Thought For The Week: 

My high school football coach used to run us like crazy after a bad game. 

While I’m sure these tactics wouldn’t be accepted today, the lessons I learned in these moments still help me when things are hard. 

 

The most practical skill in life is learning to do things when you don’t feel like doing them. Anyone can do it when it’s easy, but most people drop out the minute easy stops.

 

Muhammad Ali was asked how many sit-ups would do to prepare for a fight. His reply: “I don't count my sit-ups. I only start counting when it starts hurting. When I feel pain, that's when I start counting, because that's when it really counts.” 

 

True to Ali’s mindset, our coach would only start counting the sprints when people started falling over. Inevitably someone on the team would say they wanted to quit. The coach would shout back a bunch of things that can’t be repeated, but he’d finish with “If you really want to quit, you can quit tomorrow, but you can’t quit today.”

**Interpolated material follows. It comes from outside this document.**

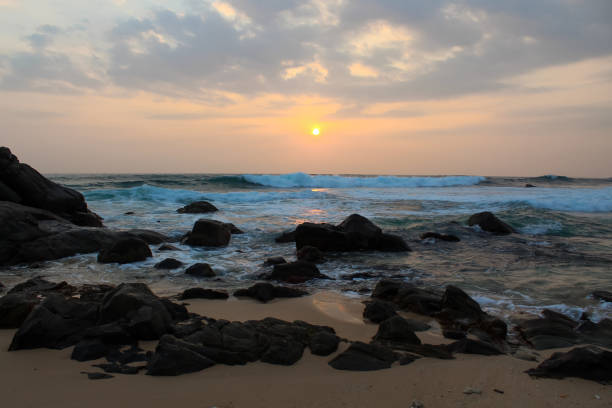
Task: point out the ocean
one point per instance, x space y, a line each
562 253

No one ever quit the next day. 

 

The person who is consistent outperforms the person who is intermittent every time. While inconsistent effort works for some things, for the things that really matter you need to be consistent. If you want to be consistent, you need strategies to keep you going when things are hard. 

 

The key to doing something you know you should do when you don’t feel like doing it is telling yourself that you can quit tomorrow but not today.